Conservation park is a type of protected status for land held by the Crown in New Zealand for conservation purposes. Conservation parks are managed to protect their natural and historic resources, and to provide for public recreation, subject to their conservation purposes. They have a less stringent level of protection than national parks.

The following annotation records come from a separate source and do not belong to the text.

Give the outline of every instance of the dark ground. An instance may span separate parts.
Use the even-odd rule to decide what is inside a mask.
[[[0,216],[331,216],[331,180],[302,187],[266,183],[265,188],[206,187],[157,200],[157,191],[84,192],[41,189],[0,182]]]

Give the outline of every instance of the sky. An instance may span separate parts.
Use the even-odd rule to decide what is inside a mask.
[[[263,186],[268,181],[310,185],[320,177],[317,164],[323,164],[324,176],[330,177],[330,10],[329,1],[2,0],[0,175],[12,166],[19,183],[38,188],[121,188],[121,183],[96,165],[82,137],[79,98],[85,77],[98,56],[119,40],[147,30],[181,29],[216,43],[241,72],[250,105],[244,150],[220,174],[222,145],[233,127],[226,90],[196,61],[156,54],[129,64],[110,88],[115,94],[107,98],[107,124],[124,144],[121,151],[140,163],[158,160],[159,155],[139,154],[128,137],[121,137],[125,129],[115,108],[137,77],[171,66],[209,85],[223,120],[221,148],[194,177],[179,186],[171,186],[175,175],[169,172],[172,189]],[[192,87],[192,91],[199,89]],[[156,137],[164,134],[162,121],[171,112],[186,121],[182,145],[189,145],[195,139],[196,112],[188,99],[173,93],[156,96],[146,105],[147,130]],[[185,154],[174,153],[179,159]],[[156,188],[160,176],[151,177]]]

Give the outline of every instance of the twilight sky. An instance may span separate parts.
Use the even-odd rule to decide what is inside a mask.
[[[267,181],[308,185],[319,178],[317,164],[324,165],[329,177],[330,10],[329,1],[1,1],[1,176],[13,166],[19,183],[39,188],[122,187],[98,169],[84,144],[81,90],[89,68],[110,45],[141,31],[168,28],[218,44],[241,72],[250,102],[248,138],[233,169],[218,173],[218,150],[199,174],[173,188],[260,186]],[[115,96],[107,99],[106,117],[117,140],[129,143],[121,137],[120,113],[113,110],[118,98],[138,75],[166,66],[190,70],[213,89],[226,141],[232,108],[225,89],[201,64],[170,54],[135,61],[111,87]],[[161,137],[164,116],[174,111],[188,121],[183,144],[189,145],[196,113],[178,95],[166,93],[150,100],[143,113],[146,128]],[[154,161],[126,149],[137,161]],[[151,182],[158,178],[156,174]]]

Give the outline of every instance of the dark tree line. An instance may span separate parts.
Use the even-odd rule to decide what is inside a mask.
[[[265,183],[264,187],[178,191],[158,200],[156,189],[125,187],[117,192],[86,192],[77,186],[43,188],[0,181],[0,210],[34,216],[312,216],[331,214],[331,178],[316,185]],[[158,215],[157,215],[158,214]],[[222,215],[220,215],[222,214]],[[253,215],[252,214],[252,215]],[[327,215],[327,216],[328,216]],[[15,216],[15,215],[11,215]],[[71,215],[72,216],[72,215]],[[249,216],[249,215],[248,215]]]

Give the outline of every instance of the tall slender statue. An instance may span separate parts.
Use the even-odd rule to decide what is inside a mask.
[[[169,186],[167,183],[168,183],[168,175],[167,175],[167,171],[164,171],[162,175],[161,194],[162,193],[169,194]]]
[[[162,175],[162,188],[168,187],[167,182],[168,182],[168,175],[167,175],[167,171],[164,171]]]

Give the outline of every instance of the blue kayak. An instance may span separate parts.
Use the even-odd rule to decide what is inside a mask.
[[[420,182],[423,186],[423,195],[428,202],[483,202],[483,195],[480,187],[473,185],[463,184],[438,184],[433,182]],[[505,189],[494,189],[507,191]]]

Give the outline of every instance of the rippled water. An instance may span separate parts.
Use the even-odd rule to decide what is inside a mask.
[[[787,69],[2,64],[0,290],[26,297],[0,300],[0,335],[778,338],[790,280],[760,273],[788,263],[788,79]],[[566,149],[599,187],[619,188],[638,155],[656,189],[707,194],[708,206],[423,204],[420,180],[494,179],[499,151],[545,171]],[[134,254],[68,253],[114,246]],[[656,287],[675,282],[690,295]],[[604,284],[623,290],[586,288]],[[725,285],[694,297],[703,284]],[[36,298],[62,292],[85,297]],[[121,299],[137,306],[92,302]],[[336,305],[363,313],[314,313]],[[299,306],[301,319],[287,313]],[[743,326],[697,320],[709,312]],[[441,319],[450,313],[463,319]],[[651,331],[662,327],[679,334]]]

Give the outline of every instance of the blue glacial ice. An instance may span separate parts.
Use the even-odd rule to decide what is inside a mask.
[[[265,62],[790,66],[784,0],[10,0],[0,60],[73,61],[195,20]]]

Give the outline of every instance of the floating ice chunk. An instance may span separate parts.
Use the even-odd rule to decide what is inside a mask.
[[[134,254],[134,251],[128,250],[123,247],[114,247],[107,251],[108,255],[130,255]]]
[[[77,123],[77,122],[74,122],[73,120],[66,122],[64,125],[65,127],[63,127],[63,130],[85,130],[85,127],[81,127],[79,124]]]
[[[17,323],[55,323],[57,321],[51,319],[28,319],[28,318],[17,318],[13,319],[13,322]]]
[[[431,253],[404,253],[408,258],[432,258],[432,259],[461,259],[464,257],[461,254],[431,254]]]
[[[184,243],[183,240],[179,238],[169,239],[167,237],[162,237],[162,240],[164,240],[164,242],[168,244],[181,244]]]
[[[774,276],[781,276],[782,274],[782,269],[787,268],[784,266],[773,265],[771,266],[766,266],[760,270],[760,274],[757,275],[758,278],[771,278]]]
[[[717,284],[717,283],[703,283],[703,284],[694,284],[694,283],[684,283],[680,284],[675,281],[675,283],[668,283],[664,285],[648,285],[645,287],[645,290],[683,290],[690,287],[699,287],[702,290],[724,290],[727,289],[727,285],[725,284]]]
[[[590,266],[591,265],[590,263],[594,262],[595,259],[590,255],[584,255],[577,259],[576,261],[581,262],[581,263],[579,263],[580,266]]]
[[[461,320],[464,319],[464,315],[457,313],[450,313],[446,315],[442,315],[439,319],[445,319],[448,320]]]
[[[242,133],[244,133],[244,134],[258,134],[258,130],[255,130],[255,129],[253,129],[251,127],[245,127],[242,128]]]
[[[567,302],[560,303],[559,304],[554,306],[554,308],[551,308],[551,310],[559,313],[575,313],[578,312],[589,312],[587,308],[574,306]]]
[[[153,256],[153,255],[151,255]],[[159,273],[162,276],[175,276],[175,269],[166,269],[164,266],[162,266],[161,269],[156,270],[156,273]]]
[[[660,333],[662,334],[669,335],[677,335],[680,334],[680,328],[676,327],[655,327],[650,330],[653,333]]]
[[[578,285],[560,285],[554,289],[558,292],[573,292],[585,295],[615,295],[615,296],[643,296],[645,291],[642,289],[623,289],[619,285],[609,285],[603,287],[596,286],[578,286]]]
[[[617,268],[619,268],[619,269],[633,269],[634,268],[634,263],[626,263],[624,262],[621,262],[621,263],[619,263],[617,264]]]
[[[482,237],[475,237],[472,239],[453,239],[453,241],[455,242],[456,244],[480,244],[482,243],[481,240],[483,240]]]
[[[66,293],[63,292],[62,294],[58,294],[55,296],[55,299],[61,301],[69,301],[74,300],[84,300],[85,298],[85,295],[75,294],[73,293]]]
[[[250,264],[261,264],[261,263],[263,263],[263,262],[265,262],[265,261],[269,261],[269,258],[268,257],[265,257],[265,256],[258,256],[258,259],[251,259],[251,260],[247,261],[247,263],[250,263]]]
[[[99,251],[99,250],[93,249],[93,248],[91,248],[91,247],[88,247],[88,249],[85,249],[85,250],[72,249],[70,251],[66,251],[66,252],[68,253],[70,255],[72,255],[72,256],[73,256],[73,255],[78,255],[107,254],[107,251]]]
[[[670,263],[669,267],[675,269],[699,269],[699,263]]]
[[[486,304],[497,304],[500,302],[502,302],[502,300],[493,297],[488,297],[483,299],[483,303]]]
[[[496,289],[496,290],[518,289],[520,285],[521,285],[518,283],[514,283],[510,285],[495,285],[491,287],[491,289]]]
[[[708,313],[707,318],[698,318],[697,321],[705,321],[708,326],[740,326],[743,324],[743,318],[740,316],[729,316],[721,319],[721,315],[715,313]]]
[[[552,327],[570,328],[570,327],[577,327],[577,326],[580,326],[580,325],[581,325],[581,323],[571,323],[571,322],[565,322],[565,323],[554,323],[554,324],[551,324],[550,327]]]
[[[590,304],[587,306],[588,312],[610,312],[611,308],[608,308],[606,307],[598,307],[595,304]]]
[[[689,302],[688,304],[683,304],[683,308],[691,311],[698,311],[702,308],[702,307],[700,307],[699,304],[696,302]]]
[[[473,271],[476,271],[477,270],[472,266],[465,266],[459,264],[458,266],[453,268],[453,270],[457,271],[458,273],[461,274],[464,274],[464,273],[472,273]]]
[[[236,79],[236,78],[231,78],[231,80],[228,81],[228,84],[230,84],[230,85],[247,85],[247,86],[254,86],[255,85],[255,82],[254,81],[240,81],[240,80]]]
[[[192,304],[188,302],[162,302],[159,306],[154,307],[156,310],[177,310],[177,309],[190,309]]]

The status was created under the Conservation Act 1987 and the parks are administered by the Department of Conservation (DoC).

Forest parks were created under the Forests Act 1949, with first being Tararua Forest Park, established in 1954. They were transferred to DOC administration in 1987, becoming conservation parks, although 'forest park' is still retained in the names of many of them.

As of September 2020, there were 54 conservation parks in New Zealand (including 36 named as forest parks), covering an area of 2,690,191 hectares.

==Conservation parks that are named as forest parks==

- Aorangi Forest Park
- Coromandel Forest Park
- Craigieburn Forest Park
- Hanmer Forest Park
- Herekino Forest Park
- Houto Forest Park
- Hukerenui Forest Park
- Kaihu Forest Park
- Kaiikanui Forest Park
- Kaimanawa Forest Park
- Kaweka Forest Park
- Lake Sumner Forest Park
- Marlborough Forest Park
- Mataraua Forest Park
- Maungataniwha Forest Park
- Mount Richmond Forest Park
- North-west Nelson Forest Park
- Omahuta Forest Park
- Opua Forest Park
- Pirongia Forest Park
- Pukenui Forest Park
- Puketi Forest Park
- Pureora Forest Park
- Raetea Forest Park
- Remutaka Forest Park
- Ruahine Forest Park
- Ruapekapeka Forest Park
- Russell Forest Park
- Tangihua Forest Park
- Tararua Forest Park
- Victoria Forest Park
- Waikino Forest Park
- Waima Forest Park
- Waipoua Forest
- Warawara Forest Park
- Whakarewarewa State Forest Park

==Other conservation parks==

There are 18 other conservation parks in New Zealand. These include some that formerly had 'Forest Park' in their name, for instance, the former 'Whirinaki Forest Park', which became the Whirinaki Te Pua-a-Tāne Conservation Park in 2010.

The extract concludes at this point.